AI Assistant Guide¶

This guide explains how the local open-weight Ministral 3 AI layer works inside IINTS-AF.

Scope¶

Research use only.
Not a medical device.
No clinical dosing advice.
AI output is blocked unless MDMP verification succeeds first.

What The AI Layer Does¶

The local AI assistant is designed for four narrow tasks:

explain: explain a single simulation step in plain language
trends: summarize glucose-oriented trends from a payload
anomalies: call out unusual or safety-relevant patterns
report: generate a short markdown run summary

The assistant is intentionally conservative.
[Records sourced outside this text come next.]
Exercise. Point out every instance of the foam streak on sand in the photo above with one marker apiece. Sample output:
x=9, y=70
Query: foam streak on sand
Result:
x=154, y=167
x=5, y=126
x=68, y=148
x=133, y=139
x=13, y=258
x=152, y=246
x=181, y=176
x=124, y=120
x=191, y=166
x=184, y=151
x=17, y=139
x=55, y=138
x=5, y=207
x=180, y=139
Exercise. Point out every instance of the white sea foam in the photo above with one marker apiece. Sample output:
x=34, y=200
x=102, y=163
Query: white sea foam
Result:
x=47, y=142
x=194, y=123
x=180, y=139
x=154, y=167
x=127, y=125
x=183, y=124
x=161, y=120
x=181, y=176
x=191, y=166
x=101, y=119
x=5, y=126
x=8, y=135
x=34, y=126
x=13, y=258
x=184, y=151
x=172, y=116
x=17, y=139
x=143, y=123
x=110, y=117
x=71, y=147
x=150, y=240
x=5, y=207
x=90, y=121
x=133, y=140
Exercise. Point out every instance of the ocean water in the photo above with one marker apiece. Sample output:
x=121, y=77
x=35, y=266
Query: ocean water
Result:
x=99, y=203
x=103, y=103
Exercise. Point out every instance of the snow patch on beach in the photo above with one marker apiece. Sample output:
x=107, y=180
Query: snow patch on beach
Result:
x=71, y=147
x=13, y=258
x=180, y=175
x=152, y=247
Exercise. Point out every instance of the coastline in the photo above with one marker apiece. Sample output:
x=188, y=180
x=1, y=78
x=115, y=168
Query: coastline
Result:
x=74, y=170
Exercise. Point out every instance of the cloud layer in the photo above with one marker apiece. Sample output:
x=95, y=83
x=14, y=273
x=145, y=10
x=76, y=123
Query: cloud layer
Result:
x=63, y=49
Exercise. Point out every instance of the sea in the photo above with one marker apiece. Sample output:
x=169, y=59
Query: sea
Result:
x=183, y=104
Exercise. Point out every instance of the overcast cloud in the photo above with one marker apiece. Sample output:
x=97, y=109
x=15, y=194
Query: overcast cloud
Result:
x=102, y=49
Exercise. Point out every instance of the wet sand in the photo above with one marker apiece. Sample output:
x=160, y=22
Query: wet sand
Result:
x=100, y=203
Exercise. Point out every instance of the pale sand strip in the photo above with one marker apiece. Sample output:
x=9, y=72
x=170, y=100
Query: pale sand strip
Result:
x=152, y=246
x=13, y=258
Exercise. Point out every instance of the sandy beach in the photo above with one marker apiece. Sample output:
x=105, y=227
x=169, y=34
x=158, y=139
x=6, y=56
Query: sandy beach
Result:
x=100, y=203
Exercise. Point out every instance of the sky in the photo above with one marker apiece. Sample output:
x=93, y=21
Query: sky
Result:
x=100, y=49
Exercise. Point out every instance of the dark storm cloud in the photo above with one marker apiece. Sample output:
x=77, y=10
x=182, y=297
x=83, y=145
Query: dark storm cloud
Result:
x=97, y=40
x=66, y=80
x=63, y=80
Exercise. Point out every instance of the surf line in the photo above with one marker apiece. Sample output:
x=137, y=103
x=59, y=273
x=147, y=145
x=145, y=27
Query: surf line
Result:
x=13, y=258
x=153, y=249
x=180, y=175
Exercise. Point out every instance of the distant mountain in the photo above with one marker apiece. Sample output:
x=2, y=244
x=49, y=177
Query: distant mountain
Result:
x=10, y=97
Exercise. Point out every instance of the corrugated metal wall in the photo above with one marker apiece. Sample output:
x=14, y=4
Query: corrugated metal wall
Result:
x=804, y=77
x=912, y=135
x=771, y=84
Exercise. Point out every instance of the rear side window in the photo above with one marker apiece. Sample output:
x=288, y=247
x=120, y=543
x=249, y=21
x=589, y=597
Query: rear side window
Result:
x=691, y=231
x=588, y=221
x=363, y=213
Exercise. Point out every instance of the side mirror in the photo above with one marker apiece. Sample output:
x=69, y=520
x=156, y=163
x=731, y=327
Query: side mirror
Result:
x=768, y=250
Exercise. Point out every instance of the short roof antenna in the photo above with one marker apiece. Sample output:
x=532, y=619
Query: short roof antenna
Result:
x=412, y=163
It explains simulation behavior or imported glucose data patterns; it does not produce treatment advice.

Architecture¶

The flow is:

iints ai ... loads a JSON payload from disk.
MDMPGuard verifies the signed MDMP artifact and enforces the minimum grade.
IINTSAssistant selects the backend.
OllamaBackend checks that Ollama is reachable and that a local open Ministral 3 tag is installed.
The prompt is built from a fixed system instruction plus a serialized payload.
The response is wrapped with a hard-coded research-only disclaimer before output is shown or saved.

Local Backend Behavior¶

The SDK defaults to local inference through Ollama.

Default model:

ministral-3:8b

Supported convenience aliases include:

ministral
ministral-3
ministral-3:8b
ministral-8b
ministral-8b-instruct

If the alias is used, IINTS resolves it to the installed local Ollama tag before generation.

Recommended Setup¶

Always work from an active virtual environment:

python3 -m venv .venv
source .venv/bin/activate
python -m pip install -U pip
python -m pip install -e ".[full,mdmp]"

Clean Ollama Setup (Small Version)¶

This is the shortest reliable setup if you want the local AI layer working end to end.

1. Install the SDK¶

Released SDK:

python3 -m venv .venv
source .venv/bin/activate
python -m pip install -U pip
python -m pip install -U "iints-sdk-python35[full,mdmp]"

Source checkout:

cd /path/to/IINTS-SDK
python3 -m venv .venv
source .venv/bin/activate
python -m pip install -U pip
python -m pip install -U -e ".[full,mdmp]"

2. Install Ollama¶

On macOS/Linux, the quick official path is:

curl -fsSL https://ollama.com/install.sh | sh
ollama -v

If you are on Windows, install Ollama first via the official installer and then reopen your terminal.

3. Start Ollama¶

ollama serve

If Ollama is already running as a service, you do not need to start it manually again.

4. Pull a local model¶

Balanced default:

ollama pull ministral-3:8b

Smaller fallback:

ollama pull ministral-3:3b

5. Link Ollama to the SDK¶

By default, the SDK looks for Ollama here:

http://127.0.0.1:11434

So on a normal single-machine setup, there is nothing extra to configure.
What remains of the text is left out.